Jeremy looked a bit dumbfounded and honestly so was I, I have never heard Lilli say anything like that before and to be frank, I'm rather impressed. He managed to spit out "Pfft yeah right, is that all you've got?" he chuckled, Lilli then put on a pretend sad facial expression as if she felt like she'd lost this little game of his and replied "oh yeah I guess your right, I will never be intimidating as you..maybe there is just one more thing though.." "huh" Jeremy said sounding confused but was soon cut of by Lilli grabbing his nipples and twisting them as hard as she possibly could. "Ow Ow!! Your hurting me you freak!!" Sounded like music to my ears. "Apologise" she said bluntly. I almost felt bad for him, her fingers were even turning White from how tightly she was gripping onto him. He replied with pain in his voice "Huh?". " I said, Apologise." She said once more, "Bitch the fuck you think I am?

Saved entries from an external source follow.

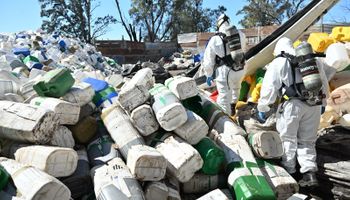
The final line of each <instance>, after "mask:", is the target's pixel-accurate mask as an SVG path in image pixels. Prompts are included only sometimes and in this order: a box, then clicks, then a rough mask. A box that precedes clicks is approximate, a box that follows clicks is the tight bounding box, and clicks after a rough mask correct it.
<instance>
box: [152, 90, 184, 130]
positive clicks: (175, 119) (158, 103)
mask: <svg viewBox="0 0 350 200" xmlns="http://www.w3.org/2000/svg"><path fill="white" fill-rule="evenodd" d="M150 93H151V95H152V96H153V99H154V103H153V105H152V108H153V110H154V113H155V114H156V118H157V121H158V123H159V125H160V126H161V127H162V128H163V129H164V130H166V131H173V130H175V129H176V128H178V127H180V126H182V125H183V124H184V123H185V122H186V121H187V113H186V109H185V108H184V106H183V105H182V104H181V103H180V101H179V99H178V98H177V97H176V96H175V95H174V94H173V93H172V92H170V90H169V89H167V88H166V87H165V86H164V85H162V84H156V85H155V86H154V87H153V88H152V89H151V90H150Z"/></svg>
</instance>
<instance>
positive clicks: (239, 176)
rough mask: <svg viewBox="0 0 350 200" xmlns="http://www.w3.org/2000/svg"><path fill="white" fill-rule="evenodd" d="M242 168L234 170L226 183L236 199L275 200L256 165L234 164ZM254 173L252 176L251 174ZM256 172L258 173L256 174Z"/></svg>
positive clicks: (252, 173)
mask: <svg viewBox="0 0 350 200" xmlns="http://www.w3.org/2000/svg"><path fill="white" fill-rule="evenodd" d="M236 164H237V165H241V166H242V167H237V168H235V169H234V170H233V171H232V172H231V173H230V175H229V177H228V183H229V185H231V188H232V189H233V190H234V193H235V195H236V199H242V200H243V199H246V200H253V199H254V200H258V199H264V200H269V199H271V200H275V199H276V197H275V194H274V192H273V191H272V189H271V187H270V185H269V184H268V182H267V181H266V179H265V177H264V175H263V174H262V173H261V171H260V170H255V169H258V165H257V164H256V163H249V162H246V163H243V162H241V163H236ZM253 171H254V174H253V173H252V172H253ZM257 172H259V173H258V174H257Z"/></svg>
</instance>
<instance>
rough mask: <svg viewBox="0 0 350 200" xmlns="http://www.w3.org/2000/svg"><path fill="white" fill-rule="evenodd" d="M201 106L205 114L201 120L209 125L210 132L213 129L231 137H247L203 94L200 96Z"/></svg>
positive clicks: (214, 104)
mask: <svg viewBox="0 0 350 200" xmlns="http://www.w3.org/2000/svg"><path fill="white" fill-rule="evenodd" d="M200 97H201V100H202V102H201V104H202V109H203V112H205V113H206V116H202V118H203V119H204V120H205V121H206V122H207V124H208V125H209V128H210V130H211V129H215V130H216V131H218V132H219V133H228V134H233V135H243V136H245V135H247V133H246V132H245V131H244V130H243V129H242V128H241V127H240V126H238V125H237V124H236V123H235V122H233V120H232V118H230V117H229V116H228V115H226V114H225V113H224V112H223V111H222V110H221V109H220V107H219V106H218V105H217V104H215V103H214V102H212V101H211V100H209V98H207V97H205V96H204V94H200Z"/></svg>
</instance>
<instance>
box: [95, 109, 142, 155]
mask: <svg viewBox="0 0 350 200" xmlns="http://www.w3.org/2000/svg"><path fill="white" fill-rule="evenodd" d="M101 118H102V120H103V123H104V124H105V126H106V128H107V130H108V132H109V133H110V134H111V136H112V138H113V140H114V141H115V142H116V144H117V145H118V147H119V150H120V152H121V154H122V155H123V157H124V158H127V157H128V152H129V150H130V149H131V147H132V146H133V145H138V144H140V145H142V144H144V143H145V142H144V140H143V138H142V137H141V136H140V135H139V133H138V132H137V130H136V129H135V128H134V126H133V125H132V123H131V121H130V119H129V116H128V115H127V114H126V113H125V112H124V110H123V109H122V108H121V107H120V106H119V105H113V106H111V107H109V108H107V109H104V110H103V112H102V115H101Z"/></svg>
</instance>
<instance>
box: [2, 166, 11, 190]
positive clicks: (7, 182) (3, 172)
mask: <svg viewBox="0 0 350 200" xmlns="http://www.w3.org/2000/svg"><path fill="white" fill-rule="evenodd" d="M9 178H10V175H9V174H8V173H7V171H6V170H5V169H4V167H3V166H0V190H2V189H4V187H6V185H7V183H8V181H9Z"/></svg>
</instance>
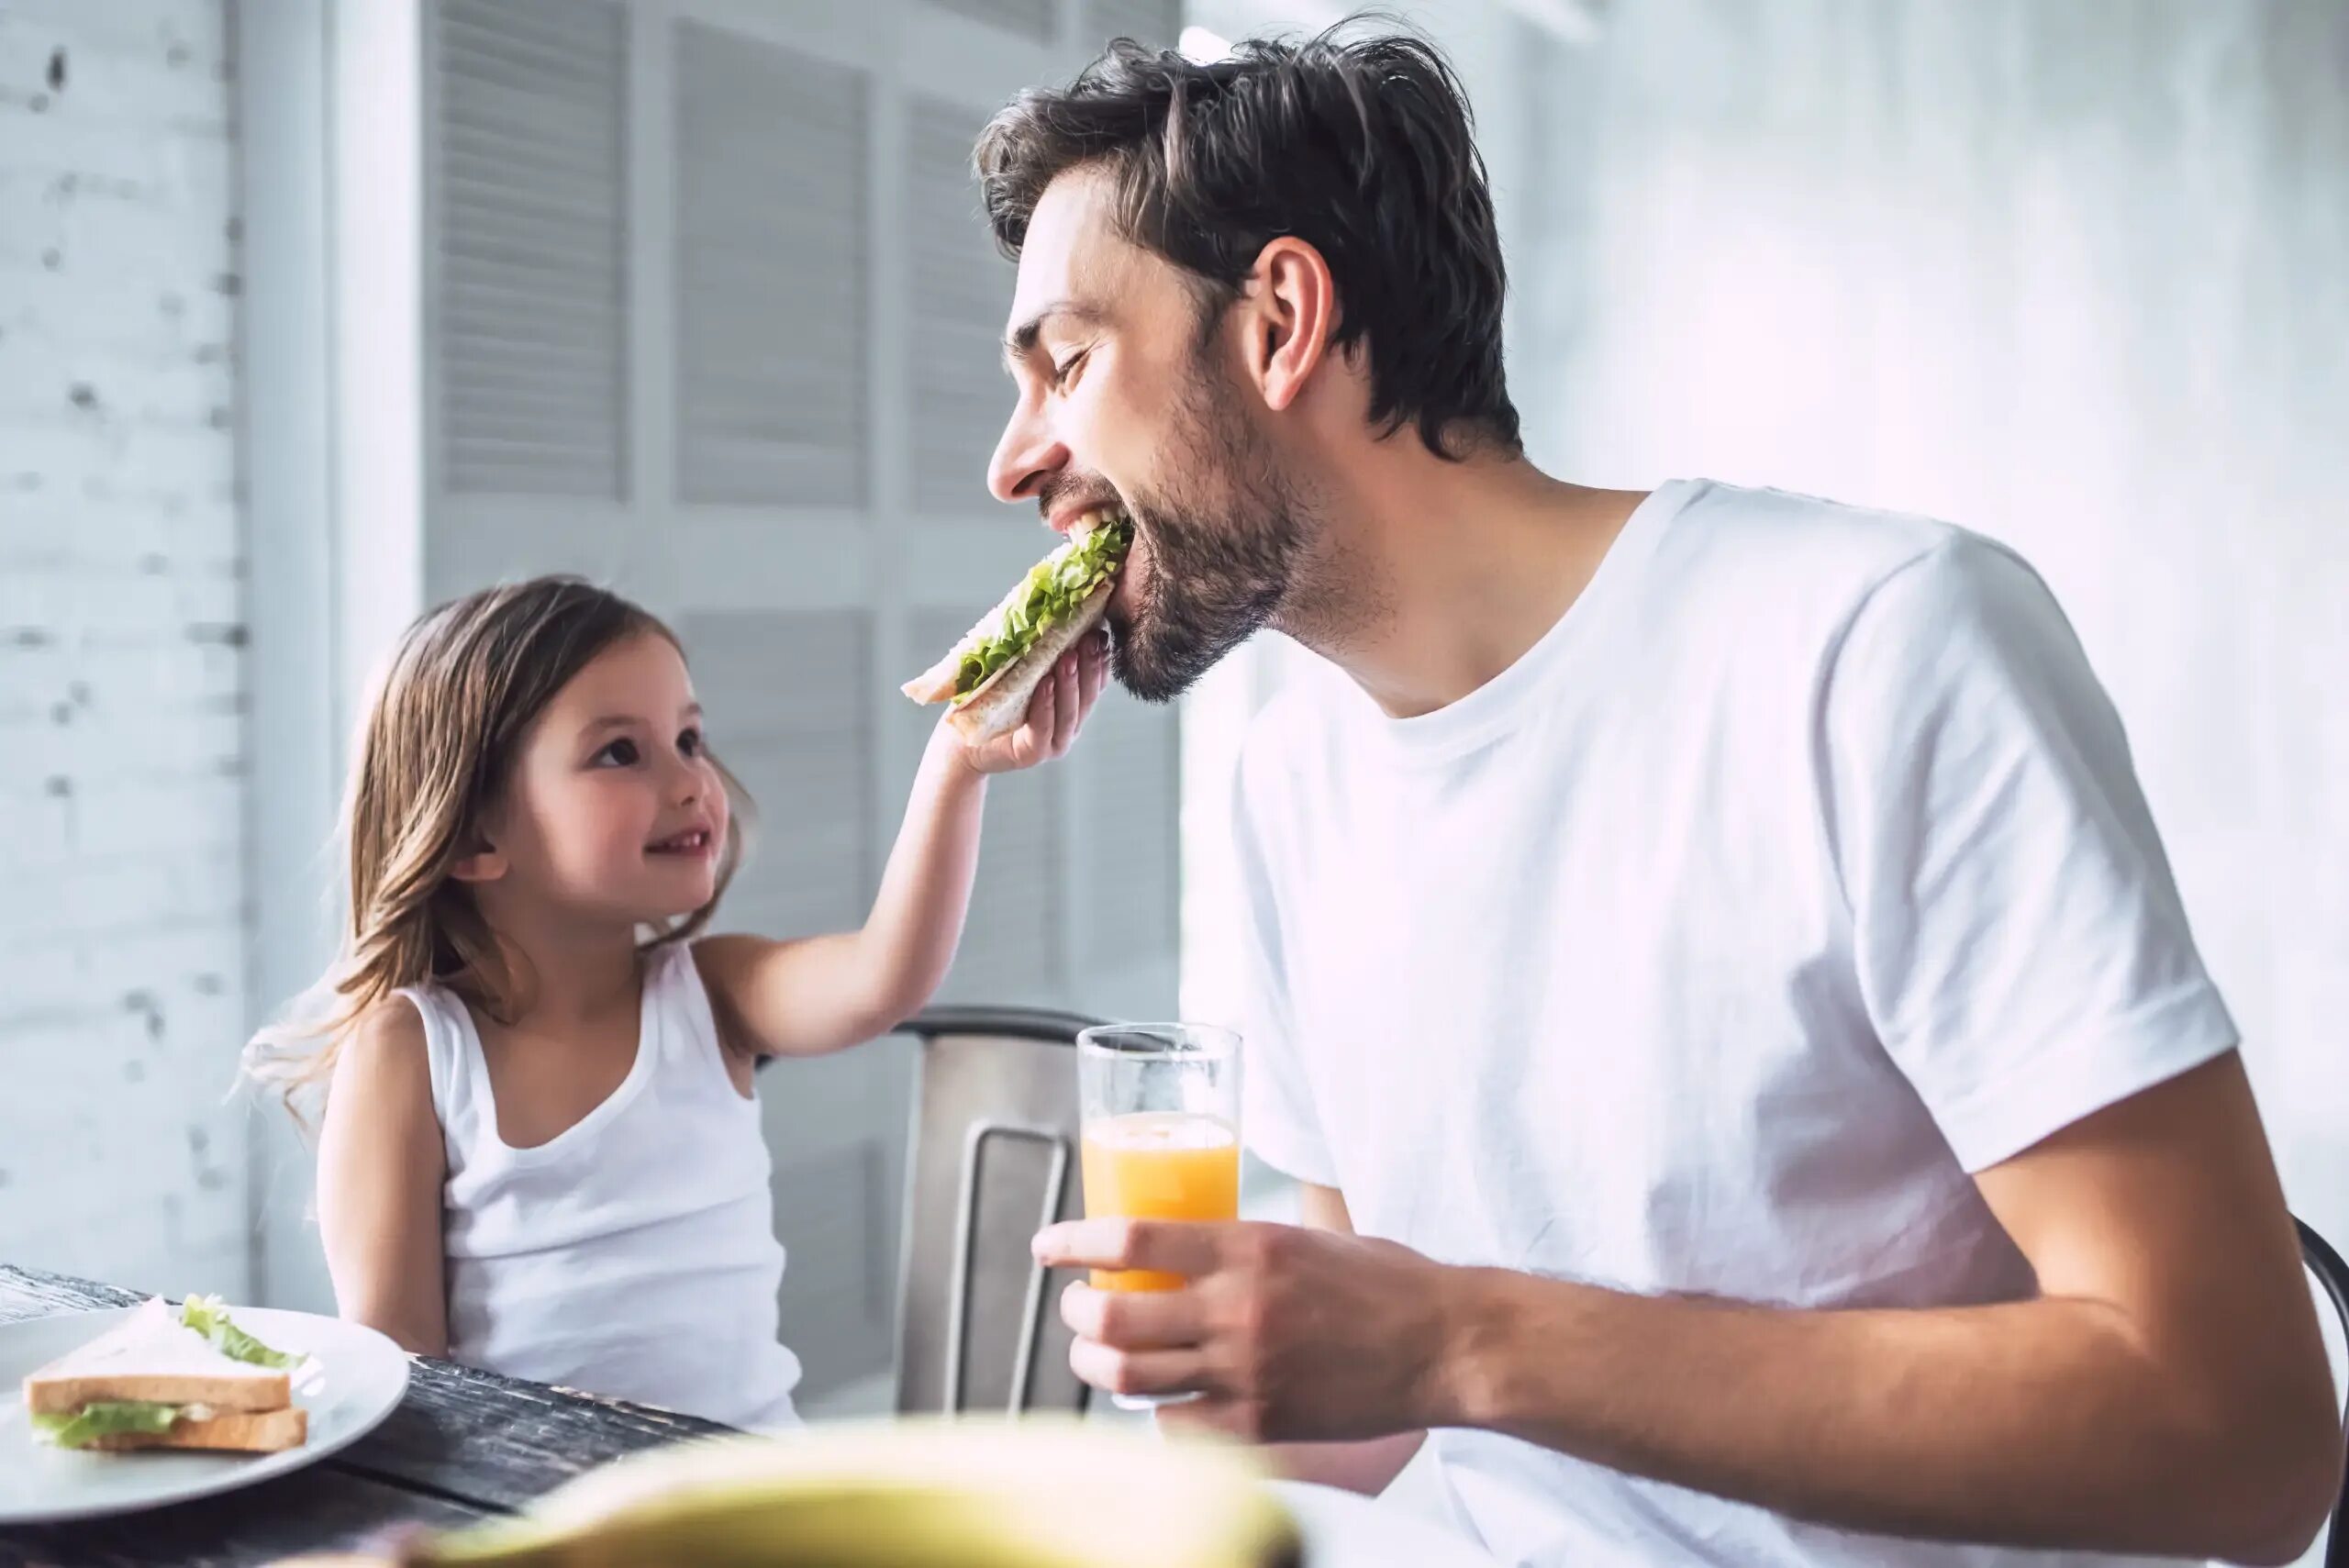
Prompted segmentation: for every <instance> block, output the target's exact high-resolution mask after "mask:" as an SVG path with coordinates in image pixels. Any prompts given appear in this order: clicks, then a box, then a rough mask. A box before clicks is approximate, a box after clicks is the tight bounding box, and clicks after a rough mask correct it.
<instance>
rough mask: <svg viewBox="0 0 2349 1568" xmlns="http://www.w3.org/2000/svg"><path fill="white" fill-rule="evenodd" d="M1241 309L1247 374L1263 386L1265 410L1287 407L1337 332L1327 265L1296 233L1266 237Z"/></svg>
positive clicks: (1262, 389) (1305, 384) (1328, 273)
mask: <svg viewBox="0 0 2349 1568" xmlns="http://www.w3.org/2000/svg"><path fill="white" fill-rule="evenodd" d="M1240 312H1243V315H1245V322H1247V340H1245V345H1243V354H1245V357H1247V373H1250V376H1252V378H1254V380H1257V385H1259V387H1261V390H1264V404H1266V406H1268V408H1273V411H1280V408H1287V406H1290V404H1294V401H1297V397H1299V394H1301V392H1304V390H1306V383H1308V380H1313V371H1315V369H1320V361H1322V354H1325V350H1327V347H1330V333H1334V331H1337V284H1334V282H1332V279H1330V263H1327V261H1322V254H1320V251H1318V249H1313V246H1311V244H1306V242H1304V239H1299V237H1297V235H1280V237H1276V239H1268V242H1266V244H1264V249H1261V251H1257V265H1254V270H1252V272H1250V277H1247V296H1245V298H1243V300H1240Z"/></svg>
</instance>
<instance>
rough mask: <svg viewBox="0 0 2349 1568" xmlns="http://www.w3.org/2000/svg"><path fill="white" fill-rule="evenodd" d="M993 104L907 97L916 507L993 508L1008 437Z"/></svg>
mask: <svg viewBox="0 0 2349 1568" xmlns="http://www.w3.org/2000/svg"><path fill="white" fill-rule="evenodd" d="M984 124H987V115H984V110H972V108H963V106H956V103H947V101H940V99H930V96H918V94H909V96H907V101H904V235H907V244H909V249H911V261H914V265H911V270H909V272H911V277H909V284H911V293H909V296H907V303H904V310H907V387H909V390H911V399H914V408H911V415H914V451H911V465H914V509H916V512H968V509H972V507H984V505H987V460H989V455H994V451H996V437H1001V434H1003V418H1005V408H1008V406H1010V380H1005V376H1003V350H1001V343H1003V317H1005V312H1008V310H1010V298H1012V265H1010V261H1005V258H1003V254H1001V251H998V249H996V242H994V235H991V232H989V228H987V221H984V216H982V211H980V188H977V181H975V178H972V171H970V146H972V143H975V141H977V134H980V129H982V127H984Z"/></svg>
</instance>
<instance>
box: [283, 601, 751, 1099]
mask: <svg viewBox="0 0 2349 1568" xmlns="http://www.w3.org/2000/svg"><path fill="white" fill-rule="evenodd" d="M639 636H658V638H665V641H667V643H669V646H677V636H674V634H672V631H669V629H667V627H665V624H660V620H655V617H653V615H648V613H646V610H641V608H637V606H634V603H630V601H625V599H620V596H618V594H611V592H606V589H601V587H594V584H592V582H585V580H580V577H536V580H531V582H519V584H510V587H493V589H484V592H479V594H470V596H465V599H458V601H453V603H446V606H442V608H437V610H432V613H430V615H425V617H423V620H418V622H416V624H413V627H409V631H406V634H404V636H402V638H399V648H397V650H395V653H392V660H390V667H388V669H385V674H383V681H381V685H378V690H376V697H373V704H371V707H369V714H366V730H364V735H362V737H359V749H357V756H355V758H352V765H350V786H348V791H345V800H343V840H345V847H348V854H350V908H348V918H345V925H343V941H341V951H338V953H336V960H334V962H331V965H329V967H327V974H322V976H319V979H317V984H312V986H310V991H305V993H303V995H301V998H296V1000H294V1002H291V1005H289V1007H287V1012H284V1016H282V1019H280V1021H277V1023H270V1026H268V1028H263V1030H261V1033H258V1035H254V1040H251V1045H247V1047H244V1073H247V1077H251V1080H256V1082H261V1084H268V1087H272V1089H277V1091H280V1094H282V1096H284V1101H287V1108H289V1110H291V1113H294V1117H296V1122H303V1124H305V1127H308V1124H310V1108H312V1106H317V1103H322V1101H324V1091H327V1082H329V1080H331V1075H334V1063H336V1056H338V1054H341V1045H343V1040H345V1038H348V1035H350V1030H352V1026H357V1023H359V1019H364V1016H366V1012H369V1009H371V1007H378V1005H381V1002H385V1000H390V998H392V995H395V993H397V991H402V988H404V986H425V984H439V986H449V988H451V991H456V993H458V995H463V998H465V1000H467V1002H472V1005H474V1007H479V1009H482V1012H486V1014H489V1016H493V1019H512V1016H514V1014H517V1012H519V1009H521V1007H524V1002H526V986H529V976H524V974H517V972H514V960H512V955H510V953H507V951H505V946H503V944H500V941H498V937H496V934H493V932H491V930H489V922H486V920H482V911H479V908H477V906H474V899H472V894H470V892H467V890H465V885H463V883H456V880H453V878H451V871H453V869H456V864H458V861H460V859H463V857H465V854H470V852H474V850H477V847H479V824H482V817H484V812H486V810H489V807H491V803H496V798H498V791H500V789H503V786H505V782H507V775H510V770H512V765H514V758H517V753H519V749H521V742H524V737H526V735H529V732H531V725H533V723H538V716H540V714H543V711H545V707H547V704H550V702H552V699H554V695H557V692H559V690H564V685H568V683H571V678H573V676H578V674H580V669H585V667H587V664H590V662H592V660H594V657H597V655H601V653H604V650H608V648H615V646H620V643H627V641H634V638H639ZM719 779H721V782H723V789H726V796H728V803H731V805H733V812H731V819H728V826H726V843H723V845H721V850H719V883H716V892H714V894H712V899H709V904H705V906H700V908H695V911H693V913H691V915H686V918H681V920H677V922H674V925H669V927H667V930H662V932H655V934H653V944H655V946H658V944H667V941H686V939H691V937H695V934H698V932H700V930H702V927H707V925H709V918H712V915H714V913H716V904H719V899H721V897H723V894H726V885H728V883H731V880H733V873H735V871H738V869H740V864H742V850H745V833H747V822H749V812H752V807H749V798H747V796H745V793H742V786H740V784H738V782H735V777H733V775H728V772H726V770H723V768H719Z"/></svg>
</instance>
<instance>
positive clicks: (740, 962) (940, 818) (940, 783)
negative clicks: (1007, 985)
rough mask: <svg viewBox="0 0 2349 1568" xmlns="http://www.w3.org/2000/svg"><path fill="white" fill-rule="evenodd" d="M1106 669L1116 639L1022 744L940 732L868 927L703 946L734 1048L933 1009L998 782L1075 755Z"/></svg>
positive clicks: (702, 943)
mask: <svg viewBox="0 0 2349 1568" xmlns="http://www.w3.org/2000/svg"><path fill="white" fill-rule="evenodd" d="M1106 671H1109V643H1106V638H1102V636H1090V638H1085V643H1083V648H1078V650H1076V653H1071V655H1066V657H1064V660H1062V662H1059V669H1055V671H1052V676H1050V678H1045V681H1043V683H1041V685H1038V688H1036V697H1034V699H1031V702H1029V711H1027V723H1022V725H1019V728H1017V730H1012V732H1010V735H1003V737H998V739H994V742H987V744H984V746H965V744H963V739H961V737H958V735H956V732H954V725H947V723H940V725H937V730H935V732H933V735H930V746H928V751H926V753H923V758H921V772H918V775H916V777H914V798H911V800H909V803H907V807H904V826H902V829H900V831H897V847H895V850H890V857H888V871H886V873H883V876H881V894H879V897H876V899H874V908H871V915H867V920H864V927H862V930H857V932H839V934H832V937H806V939H799V941H768V939H763V937H712V939H707V941H700V944H695V948H693V955H695V958H698V960H700V969H702V981H705V984H707V986H709V1002H712V1007H714V1009H716V1014H719V1021H721V1026H723V1030H726V1035H728V1040H731V1042H733V1045H735V1047H740V1049H747V1052H754V1054H759V1056H775V1054H789V1056H813V1054H817V1052H836V1049H841V1047H848V1045H857V1042H860V1040H871V1038H876V1035H883V1033H888V1030H890V1028H895V1026H897V1023H904V1021H907V1019H909V1016H914V1014H916V1012H921V1005H923V1002H928V1000H930V995H933V993H935V991H937V986H940V981H944V979H947V967H949V965H951V962H954V946H956V941H961V937H963V915H965V913H968V908H970V878H972V873H975V871H977V864H980V807H982V805H984V803H987V775H994V772H1010V770H1017V768H1034V765H1036V763H1043V761H1050V758H1057V756H1062V753H1066V751H1069V742H1073V739H1076V732H1078V728H1081V725H1083V723H1085V716H1088V714H1090V711H1092V704H1095V699H1097V697H1099V695H1102V681H1104V676H1106Z"/></svg>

Apologise my ass". "Fine by me" She puts on a fake smile as she begins to twist even further, "AH AH STOP STOP!! IM SORRY" she lets go of him and he falls to the floor curling up in a ball, probably waiting for all his little buddies to see if he's okay. "See wasn't so hard was it" she smiled and she grabbed my hand and walked away like nothing happened. Holy shit!!

End of flash back

I still love her for doing that for me, I can't lie it was bad ass and I would never have the guts to pull anything like that on Jeremy. He still tries to avoid her now so he only ever picks on me if I'm by myself. 

The bell rings. Woah, math class felt a lot faster today. "Cole Johnson could you please stay behind for a couple of minutes, don't worry you ain't in no trouble kid!" Mr Miller laughed trying to speak above the bell. Hm now that I think of it I have never really ever noticed Cole in this class, what if he's in my other classes too and I've never noticed? Quite likely, he is a quiet person. I wonder what goes on in the minds of people like him.

He stood up and made his way to the front where Mr Miller's desk was, even from his body language I could tell he was shyer than most. Me and Lilli were still packing away since we always take longer to because we end up chatting about either how easy the work was or how difficult it was.

As I'm putting my last textbook in my bag, Lilli leans in by my ear and whispers "isn't that the kid who said all that blood cult nonsense and how his babysitter was in one or something like that?". I realised where I had heard of him before and replied to her while still whispering "ohhh yeah I remember that, I actually feel kinda bad no one really talks to him, well I think I've seen that one girl talk to him every so often what's her name..??" "Oh oh Millie? No Melanie!" She replies "Yeahh Melanie, and honestly I think her boyfriend is just there to tease him...do you believe him?" I paused, "You know about all the blood cult stuff, I kinda do if I'm being honest" I try say as quietly as I can to her. "Girl of course you do your all superstitious and shi, personally I don't and maybe he just thought it would get him friends or something"

I shoot her a frown to disagree with her while we walk out the class. I don't know? I just don't think anyone would make that up?